3
votes

Many AWS reference architectures for serverless real-time analytics, suggest pushing processed data from Lambda to S3 through Kinesis Firehose.

e.g. https://aws.amazon.com/blogs/big-data/create-real-time-clickstream-sessions-and-run-analytics-with-amazon-kinesis-data-analytics-aws-glue-and-amazon-athena/

Why can’t we push data from Lambda to S3 directly? Isn't it better to avoid complexity and additional cost by skipping the mediator Kinesis Firehose component? Is there any problem with writing real-time data by Lambda directly to S3?

1

1 Answers

5
votes

Mainly because Firehose enables you to batch the data. It will e.g. only write files of 128mb of data gzipped into S3. It will collect incoming data until a threshold is reached, write it to S3 and wait for the next data. If you let the lambda write to S3 directly then you would have to do the batching yourself, which is pretty difficult if you only have state-less lambdas.
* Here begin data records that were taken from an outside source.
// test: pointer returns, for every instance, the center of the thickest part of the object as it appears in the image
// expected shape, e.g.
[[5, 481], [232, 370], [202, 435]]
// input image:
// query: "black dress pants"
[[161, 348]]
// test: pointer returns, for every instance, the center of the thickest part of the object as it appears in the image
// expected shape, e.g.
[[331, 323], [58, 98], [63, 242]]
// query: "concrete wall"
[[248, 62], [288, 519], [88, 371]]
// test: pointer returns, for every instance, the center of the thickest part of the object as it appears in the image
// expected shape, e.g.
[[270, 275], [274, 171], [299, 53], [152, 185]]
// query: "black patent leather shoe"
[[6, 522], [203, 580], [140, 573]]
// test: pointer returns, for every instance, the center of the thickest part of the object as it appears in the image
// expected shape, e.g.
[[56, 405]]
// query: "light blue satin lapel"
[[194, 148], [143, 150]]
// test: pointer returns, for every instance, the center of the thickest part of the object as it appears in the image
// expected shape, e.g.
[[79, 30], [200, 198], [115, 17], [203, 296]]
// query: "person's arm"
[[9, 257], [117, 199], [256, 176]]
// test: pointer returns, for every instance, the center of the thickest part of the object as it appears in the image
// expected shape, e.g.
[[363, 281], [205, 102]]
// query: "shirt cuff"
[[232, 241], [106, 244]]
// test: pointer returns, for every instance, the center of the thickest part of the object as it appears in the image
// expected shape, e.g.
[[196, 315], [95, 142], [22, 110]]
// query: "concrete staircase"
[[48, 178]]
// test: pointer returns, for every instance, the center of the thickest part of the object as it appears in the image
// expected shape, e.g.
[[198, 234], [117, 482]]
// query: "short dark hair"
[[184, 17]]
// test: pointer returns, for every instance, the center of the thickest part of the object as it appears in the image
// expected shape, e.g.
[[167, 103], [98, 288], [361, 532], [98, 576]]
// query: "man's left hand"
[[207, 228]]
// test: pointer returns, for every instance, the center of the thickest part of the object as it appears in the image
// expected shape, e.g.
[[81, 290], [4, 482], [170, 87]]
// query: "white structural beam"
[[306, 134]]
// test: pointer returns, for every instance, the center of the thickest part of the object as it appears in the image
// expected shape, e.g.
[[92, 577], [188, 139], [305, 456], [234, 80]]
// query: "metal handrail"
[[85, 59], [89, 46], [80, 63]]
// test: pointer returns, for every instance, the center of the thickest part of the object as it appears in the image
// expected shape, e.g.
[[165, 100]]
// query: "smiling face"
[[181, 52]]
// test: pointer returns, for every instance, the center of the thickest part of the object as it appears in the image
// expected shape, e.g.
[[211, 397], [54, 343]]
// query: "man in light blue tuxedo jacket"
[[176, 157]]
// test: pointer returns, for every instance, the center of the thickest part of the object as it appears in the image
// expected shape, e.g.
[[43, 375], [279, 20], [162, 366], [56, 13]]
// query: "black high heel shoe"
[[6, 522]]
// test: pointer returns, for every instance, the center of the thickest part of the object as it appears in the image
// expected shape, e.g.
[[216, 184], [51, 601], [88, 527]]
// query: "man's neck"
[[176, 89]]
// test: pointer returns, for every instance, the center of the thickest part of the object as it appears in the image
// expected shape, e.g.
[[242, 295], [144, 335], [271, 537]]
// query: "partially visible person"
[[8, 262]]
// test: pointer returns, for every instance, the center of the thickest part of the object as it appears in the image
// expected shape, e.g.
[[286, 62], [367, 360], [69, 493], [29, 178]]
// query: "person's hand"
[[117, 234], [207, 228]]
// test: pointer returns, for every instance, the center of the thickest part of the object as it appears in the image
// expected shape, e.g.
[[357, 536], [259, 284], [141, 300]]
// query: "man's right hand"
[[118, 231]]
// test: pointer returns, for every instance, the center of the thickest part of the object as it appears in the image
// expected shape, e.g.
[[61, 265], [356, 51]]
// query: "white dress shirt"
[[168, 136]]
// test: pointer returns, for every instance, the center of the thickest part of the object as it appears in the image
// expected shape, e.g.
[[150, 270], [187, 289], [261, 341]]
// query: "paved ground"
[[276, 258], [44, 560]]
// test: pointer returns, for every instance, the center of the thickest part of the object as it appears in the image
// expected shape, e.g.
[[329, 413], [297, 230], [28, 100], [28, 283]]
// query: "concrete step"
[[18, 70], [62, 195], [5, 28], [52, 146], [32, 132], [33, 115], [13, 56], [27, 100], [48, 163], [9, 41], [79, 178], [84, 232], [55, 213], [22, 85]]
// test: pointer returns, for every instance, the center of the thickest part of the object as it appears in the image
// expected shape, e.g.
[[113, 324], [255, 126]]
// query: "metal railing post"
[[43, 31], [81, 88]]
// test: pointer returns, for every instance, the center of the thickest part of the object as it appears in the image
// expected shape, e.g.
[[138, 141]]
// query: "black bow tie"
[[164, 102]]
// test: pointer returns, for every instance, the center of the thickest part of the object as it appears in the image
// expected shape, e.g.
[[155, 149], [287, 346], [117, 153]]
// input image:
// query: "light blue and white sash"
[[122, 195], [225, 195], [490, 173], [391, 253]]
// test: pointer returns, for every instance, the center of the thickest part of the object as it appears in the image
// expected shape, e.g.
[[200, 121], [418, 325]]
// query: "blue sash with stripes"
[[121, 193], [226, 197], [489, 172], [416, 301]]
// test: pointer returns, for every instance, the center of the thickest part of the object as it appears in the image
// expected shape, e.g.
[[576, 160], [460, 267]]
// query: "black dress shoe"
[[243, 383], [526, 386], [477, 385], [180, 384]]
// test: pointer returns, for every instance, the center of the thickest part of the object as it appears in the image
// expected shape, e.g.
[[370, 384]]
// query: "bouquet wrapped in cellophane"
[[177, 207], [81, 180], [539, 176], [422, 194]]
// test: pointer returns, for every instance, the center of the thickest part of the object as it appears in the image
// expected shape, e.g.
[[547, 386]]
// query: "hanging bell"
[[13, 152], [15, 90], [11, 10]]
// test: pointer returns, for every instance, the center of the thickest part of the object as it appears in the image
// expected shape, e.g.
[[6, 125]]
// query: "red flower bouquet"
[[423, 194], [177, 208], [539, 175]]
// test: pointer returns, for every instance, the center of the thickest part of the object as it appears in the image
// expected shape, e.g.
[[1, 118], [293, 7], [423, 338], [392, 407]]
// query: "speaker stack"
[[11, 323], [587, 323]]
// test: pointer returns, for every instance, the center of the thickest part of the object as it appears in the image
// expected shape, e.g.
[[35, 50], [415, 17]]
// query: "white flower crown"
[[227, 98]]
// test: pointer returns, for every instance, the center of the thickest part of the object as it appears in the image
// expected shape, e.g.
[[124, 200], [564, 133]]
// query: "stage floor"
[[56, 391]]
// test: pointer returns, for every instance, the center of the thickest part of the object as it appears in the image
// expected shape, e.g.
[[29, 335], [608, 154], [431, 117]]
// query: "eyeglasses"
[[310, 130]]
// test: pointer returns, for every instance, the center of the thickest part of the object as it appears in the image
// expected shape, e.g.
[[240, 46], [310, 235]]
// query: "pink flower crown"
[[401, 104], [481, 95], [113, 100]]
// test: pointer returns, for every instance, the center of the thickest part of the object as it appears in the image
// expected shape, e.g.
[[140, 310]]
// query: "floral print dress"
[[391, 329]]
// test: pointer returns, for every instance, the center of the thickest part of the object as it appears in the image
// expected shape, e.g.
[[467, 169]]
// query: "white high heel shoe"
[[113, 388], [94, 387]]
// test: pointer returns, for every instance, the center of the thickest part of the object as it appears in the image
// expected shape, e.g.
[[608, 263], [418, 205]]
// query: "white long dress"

That being said this mainly applies if your data consists of MANY records / rows. If on the other hand you are basically dealing with blobs of lets say 50MB of data that your lambda outputs then you can / should write to S3 directly because the batching may not be possible or useful in your case.

Wether or not you should use firehose simply depends on what data / throughput you have and what requirements there may be.

One problem of writing real time data to S3 directly is that if you want to e.g. query it with Athena you will get into a lot of trouble if you have millions of files a few bytes large instead of 100s of files 10s of MB large.